Karl Lagerfeld

PARIS, March 8, 2009
By Tim Blanks
The ever-onward Karl Lagerfeld is not inclined to the backward glance. So in a season when everyone else is doing their version of the 1980's, a decade he helped define, it made perfect sense that he was focused on the 2080's—or, OK, at least the future. The metal-machine music of Metronomy introduced a collection whose thrust was technology and architecture. The models wore fur helmets with inset iPods (cushioning against the crash?), and Lagerfeld referred to the built-out shoulder that defined the silhouette as "the bridge."

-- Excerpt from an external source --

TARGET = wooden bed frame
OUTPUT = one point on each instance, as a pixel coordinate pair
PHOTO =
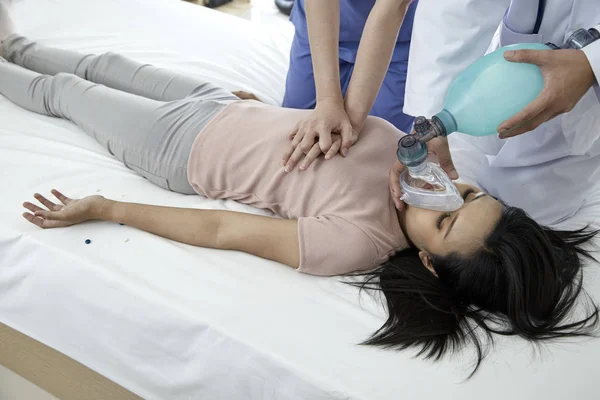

As ever, this signature line was defined by a handful of branded elements: a leanness accentuated by the skinniest pants in Paris; a masculine, even military, hardness; a hint of the Vienna Secession in draped, black-velvet-banded eveningwear. This time, however, those "bridge" shoulders added a warrior-woman edge. And the long, languid line that formerly characterized the Lagerfeld label was replaced by a more structured look in short-sleeved jackets and skirts in silvered tweeds and mélange fabrics. But even Karl couldn't completely avoid an echo of everyone else's eighties. A square-shouldered, severely tailored black suit was right out of the closet of Rachael the Replicant from Blade Runner, 1982's definitive style guide. Interestingly, it was one of the show's more persuasive looks.